People v. Coulter, 345 Ill. App. 3d 691 (2004)

Jan. 16, 2004 · Illinois Appellate Court · No. 1-02-0563
345 Ill. App. 3d 691

THE PEOPLE OF THE STATE OF ILLINOIS, Plaintiff-Appellee, v. DWAYNE COULTER, Defendant-Appellant.

First District (6th Division)

No. 1-02-0563

Opinion filed January 16, 2004.

Michael J. Pelletier and Kathleen M. Flynn, both of State Appellate Defender’s Office, of Chicago, for appellant.

Richard A. Devine, State’s Attorney, of Chicago (Renee Goldfarb and Judy L. DeAngelis, Assistant State’s Attorneys, of counsel), for the People.

JUSTICE GALLAGHER

delivered the opinion of the court:

Defendant, Dwayne Coulter, filed a pro se petition for relief under the Post-Conviction Hearing Act (the Act) (725 ILCS 5/122 — 1 et seq. (West 2000)), alleging that he was denied his right to the effective assistance of counsel at a 1998 hearing held pursuant to Batson v. Kentucky, 476 U.S. 79, 90 L. Ed. 2d 69, 106 S. Ct. 1712 (1986). In his postconviction petition, defendant asserted that his appointed counsel at the Batson hearing was deficient in failing to argue that the State’s reasons for striking a particular venire member were pretextual. The trial court summarily dismissed defendant’s petition as frivolous and patently without merit. For the reasons that follow, we remand this case to the trial court for second-stage proceedings under sections 122 — 4 and 122 — 5 of the Act.

The procedural history of defendant’s case is lengthy, complicated and well-known to this court. See People v. Coulter, 345 Ill. App. 3d 81 (2003) (Coulter III); People v. Coulter, 321 Ill. App. 3d 644, 748 N.E.2d 240 (2001) (Coulter II). In this appeal, defendant argues the trial court erred in summarily dismissing his postconviction petition. In the petition, defendant contended that he was denied the effective assistance *692of appellate counsel in Coulter II because that attorney failed to contend that defendant’s counsel at the Batson hearing was ineffective for not specifically raising the particular venire member’s exclusion.
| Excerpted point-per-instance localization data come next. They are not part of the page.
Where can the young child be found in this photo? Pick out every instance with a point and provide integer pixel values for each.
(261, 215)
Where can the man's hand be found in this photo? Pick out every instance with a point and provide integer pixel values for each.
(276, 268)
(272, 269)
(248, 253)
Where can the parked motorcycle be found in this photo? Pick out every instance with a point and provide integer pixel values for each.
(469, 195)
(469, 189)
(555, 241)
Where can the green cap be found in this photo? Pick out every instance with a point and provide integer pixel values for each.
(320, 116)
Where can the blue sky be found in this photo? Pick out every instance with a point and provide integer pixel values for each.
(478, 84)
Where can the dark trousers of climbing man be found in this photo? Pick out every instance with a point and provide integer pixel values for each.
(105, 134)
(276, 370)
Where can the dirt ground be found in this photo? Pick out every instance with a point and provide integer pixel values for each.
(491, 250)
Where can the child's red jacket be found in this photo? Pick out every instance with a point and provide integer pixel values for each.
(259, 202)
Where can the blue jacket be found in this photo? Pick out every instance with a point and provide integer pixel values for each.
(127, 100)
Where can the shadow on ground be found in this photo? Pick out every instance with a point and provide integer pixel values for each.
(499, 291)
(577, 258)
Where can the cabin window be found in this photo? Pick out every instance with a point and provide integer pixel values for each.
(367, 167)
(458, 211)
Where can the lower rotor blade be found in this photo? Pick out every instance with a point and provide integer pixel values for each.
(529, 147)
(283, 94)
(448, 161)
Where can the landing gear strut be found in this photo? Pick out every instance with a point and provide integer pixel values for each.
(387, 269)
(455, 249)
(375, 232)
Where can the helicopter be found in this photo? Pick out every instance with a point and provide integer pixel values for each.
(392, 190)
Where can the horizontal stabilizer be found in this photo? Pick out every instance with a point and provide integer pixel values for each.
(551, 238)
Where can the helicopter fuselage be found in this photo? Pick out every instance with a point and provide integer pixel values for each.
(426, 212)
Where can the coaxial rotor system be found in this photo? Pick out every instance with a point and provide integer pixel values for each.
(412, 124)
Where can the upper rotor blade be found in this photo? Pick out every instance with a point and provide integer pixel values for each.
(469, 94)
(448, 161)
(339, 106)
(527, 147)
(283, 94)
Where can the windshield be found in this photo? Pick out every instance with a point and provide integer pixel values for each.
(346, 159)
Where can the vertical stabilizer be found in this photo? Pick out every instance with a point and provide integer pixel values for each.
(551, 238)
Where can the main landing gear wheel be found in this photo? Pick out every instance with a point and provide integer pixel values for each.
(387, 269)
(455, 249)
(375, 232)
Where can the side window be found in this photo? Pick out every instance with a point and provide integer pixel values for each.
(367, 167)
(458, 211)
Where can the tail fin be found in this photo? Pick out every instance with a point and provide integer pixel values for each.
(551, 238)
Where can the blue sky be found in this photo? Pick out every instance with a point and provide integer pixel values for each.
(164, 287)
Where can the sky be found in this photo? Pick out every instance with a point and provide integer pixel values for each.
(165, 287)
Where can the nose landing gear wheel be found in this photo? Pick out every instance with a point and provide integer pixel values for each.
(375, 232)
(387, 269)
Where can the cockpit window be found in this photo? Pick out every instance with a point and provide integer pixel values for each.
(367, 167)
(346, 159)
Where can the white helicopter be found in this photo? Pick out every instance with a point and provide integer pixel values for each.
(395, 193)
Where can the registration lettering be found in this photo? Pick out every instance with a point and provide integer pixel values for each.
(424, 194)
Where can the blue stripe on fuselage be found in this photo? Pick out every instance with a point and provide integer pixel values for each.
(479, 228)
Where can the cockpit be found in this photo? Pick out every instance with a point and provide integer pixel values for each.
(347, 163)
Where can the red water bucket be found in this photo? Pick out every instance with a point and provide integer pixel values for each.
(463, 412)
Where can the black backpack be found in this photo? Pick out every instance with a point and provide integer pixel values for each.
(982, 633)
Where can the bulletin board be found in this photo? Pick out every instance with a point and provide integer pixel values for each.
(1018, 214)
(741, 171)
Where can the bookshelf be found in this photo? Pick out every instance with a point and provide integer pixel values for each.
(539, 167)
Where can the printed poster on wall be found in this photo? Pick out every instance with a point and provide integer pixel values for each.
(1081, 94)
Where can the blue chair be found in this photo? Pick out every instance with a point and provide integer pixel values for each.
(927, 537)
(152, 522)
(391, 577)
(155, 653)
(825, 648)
The State responds that defendant waived his claim of ineffective assistance of appellate counsel by failing to include it in his postconviction petition, to which defendant replies that his petition contained the gist of a constitutional claim because it alleged his counsel at the Batson hearing was ineffective, and he merely neglected to state that his appellate counsel was ineffective for failing to raise the issue on appeal.

The Act provides that “[a]ny claim of substantial denial of constitutional rights not raised in the original or an amended petition is waived.” 725 ILCS 5/122 — 3 (West 2000). We recently held in People v. Etherly, 344 Ill. App. 3d 599, 612 (2003), that the first-stage dismissal of a defendant’s postconviction petition cannot be based on waiver. See also People v. Blair, 338 Ill. App. 3d 429, 431-32, 788 N.E.2d 240, 242 (2003), appeal allowed, No. 96198 (2003); People v. McGhee, 337 Ill. App. 3d 992, 995, 787 N.E.2d 324, 326 (2003). “Determining substantive merit, not procedural compliance, is the purpose of first-stage review.” Etherly, 344 Ill. App. 3d at 602, citing 725 ILCS 5/122 — 2.1(a)(2), (b) (West 2000).

Therefore, the trial court’s order dismissing defendant’s postconviction petition is vacated, and the petition is remanded for second-stage proceedings under the Act, specifically the appointment of counsel for defendant and the State’s answer or motion to dismiss the petition.

Remanded with directions.

O’MARA FROSSARD, EJ., and SMITH, J., concur.